Die Gesprächsrunde befasste sich auch noch mit dem Thema Mitgliederschwund und wie man dagegen arbeiten kann. Karsten Petry konnte hier wieder mit einem Querverweis zum Fußball einen wichtigen Beitrag leisten. Beim großen Bruder hatte man festgestellt, dass in bestimmten Altersklassen im Jugendbereich sich immer mehr Spieler sich aus den Teams zurückziehen. Eine Untersuchung habe dann ergeben, dass eine Überalterung der Jugendtrainer zu Akzeptanzproblemen beim Nachwuchs führe und hat den sogenannten „Junior-Coach“ eingeführt. Diese Anregung von Petry erregte das Interesse nicht nur bei den Podiumsmitgliedern, sondern auch bei den Gästen. 

Unter den Gästen befand sich auch der frühere Weltmeister Henning Fritz (Foto: cls)
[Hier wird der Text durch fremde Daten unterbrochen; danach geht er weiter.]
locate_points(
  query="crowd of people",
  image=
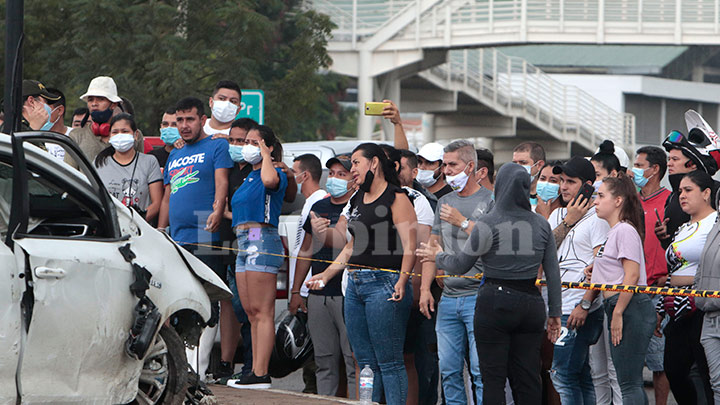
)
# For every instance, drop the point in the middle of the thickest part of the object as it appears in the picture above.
(423, 265)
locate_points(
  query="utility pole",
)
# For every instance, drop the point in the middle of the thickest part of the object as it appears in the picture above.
(14, 10)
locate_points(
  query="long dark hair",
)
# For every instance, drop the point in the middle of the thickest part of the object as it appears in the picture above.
(109, 151)
(606, 157)
(631, 211)
(369, 151)
(704, 181)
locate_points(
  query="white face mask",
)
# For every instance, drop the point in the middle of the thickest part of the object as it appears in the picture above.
(122, 142)
(426, 177)
(224, 111)
(251, 154)
(458, 181)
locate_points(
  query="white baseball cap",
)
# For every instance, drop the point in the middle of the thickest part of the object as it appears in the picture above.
(432, 152)
(102, 86)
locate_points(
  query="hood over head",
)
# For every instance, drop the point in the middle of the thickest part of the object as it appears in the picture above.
(512, 188)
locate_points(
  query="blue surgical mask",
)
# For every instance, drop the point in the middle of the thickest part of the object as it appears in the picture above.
(547, 191)
(336, 187)
(597, 185)
(236, 153)
(169, 135)
(639, 177)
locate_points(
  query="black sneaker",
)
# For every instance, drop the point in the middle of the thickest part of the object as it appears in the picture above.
(225, 369)
(251, 381)
(224, 380)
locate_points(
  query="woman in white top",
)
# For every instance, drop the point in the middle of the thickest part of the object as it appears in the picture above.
(131, 177)
(621, 260)
(682, 333)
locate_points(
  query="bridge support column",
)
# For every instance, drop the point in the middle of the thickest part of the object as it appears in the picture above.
(365, 93)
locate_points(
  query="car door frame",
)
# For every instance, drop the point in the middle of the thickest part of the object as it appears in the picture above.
(28, 263)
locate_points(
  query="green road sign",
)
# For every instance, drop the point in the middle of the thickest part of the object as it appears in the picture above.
(252, 105)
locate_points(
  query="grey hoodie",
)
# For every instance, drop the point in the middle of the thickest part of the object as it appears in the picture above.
(511, 240)
(708, 275)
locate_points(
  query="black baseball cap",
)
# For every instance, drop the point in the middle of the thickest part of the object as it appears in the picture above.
(578, 167)
(345, 162)
(35, 88)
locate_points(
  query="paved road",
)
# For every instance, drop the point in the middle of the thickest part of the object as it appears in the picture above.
(288, 390)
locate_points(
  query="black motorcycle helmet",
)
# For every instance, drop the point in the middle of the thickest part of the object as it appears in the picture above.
(292, 344)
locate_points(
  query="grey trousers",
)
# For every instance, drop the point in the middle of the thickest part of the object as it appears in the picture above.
(330, 343)
(710, 339)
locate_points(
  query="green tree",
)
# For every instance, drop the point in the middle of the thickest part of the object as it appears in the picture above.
(160, 51)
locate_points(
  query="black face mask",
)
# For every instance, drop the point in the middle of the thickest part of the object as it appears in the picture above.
(101, 117)
(369, 177)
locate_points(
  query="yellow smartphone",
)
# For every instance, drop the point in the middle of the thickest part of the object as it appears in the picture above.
(375, 108)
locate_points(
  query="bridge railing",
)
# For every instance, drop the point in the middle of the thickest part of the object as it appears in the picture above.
(517, 88)
(591, 20)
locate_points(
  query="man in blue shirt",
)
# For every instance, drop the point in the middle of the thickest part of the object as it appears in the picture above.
(196, 183)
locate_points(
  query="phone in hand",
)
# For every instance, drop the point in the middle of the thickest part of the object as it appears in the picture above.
(375, 108)
(586, 190)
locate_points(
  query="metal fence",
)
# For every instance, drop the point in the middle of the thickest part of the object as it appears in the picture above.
(514, 87)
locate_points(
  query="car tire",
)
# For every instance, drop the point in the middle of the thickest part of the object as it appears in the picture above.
(164, 377)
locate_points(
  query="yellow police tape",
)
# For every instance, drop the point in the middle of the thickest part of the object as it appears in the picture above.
(641, 289)
(476, 276)
(687, 292)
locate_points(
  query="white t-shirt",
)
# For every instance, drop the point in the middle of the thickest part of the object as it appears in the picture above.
(300, 235)
(576, 252)
(56, 150)
(683, 254)
(423, 210)
(210, 131)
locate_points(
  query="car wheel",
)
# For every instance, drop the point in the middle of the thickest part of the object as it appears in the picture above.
(163, 379)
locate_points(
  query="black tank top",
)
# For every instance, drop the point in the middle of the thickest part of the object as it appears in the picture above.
(376, 242)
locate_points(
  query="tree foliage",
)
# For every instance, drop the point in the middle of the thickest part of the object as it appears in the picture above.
(159, 51)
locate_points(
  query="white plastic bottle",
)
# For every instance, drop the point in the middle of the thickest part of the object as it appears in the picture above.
(366, 385)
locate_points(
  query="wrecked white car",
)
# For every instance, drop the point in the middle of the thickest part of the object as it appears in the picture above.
(95, 305)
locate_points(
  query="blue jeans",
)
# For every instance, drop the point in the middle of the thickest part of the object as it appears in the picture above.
(455, 332)
(629, 356)
(570, 372)
(376, 330)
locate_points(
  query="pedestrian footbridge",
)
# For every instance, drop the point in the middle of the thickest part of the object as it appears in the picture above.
(441, 51)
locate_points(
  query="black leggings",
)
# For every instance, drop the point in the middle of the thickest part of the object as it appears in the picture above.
(509, 327)
(682, 350)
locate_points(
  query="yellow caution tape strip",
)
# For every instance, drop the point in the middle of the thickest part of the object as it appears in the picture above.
(566, 284)
(475, 277)
(641, 289)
Die neunzig Minuten gingen viel zu schnell vorbei. Die Löwen haben mit ihrem ersten Talk gezeigt, dass es sehr nützlich sein kann, wenn man über die wichtigen anstehenden Probleme offen diskutiert. Die Reaktionen der Gäste waren durchaus positiv und viele hätten gerne noch weitergemacht. Jennifer Kettemann und ihre Mitstreiter haben erkannt, dass man auf diesem Wege wichtige Informationen weitertransportieren kann. Es ist geplant, dass in den nächsten Talkrunden auch immer wieder über den Tellerrand hinausgeschaut werden soll, um zu erkennen, wie andere Sportarten mit vergleichbaren Problemen umgehen.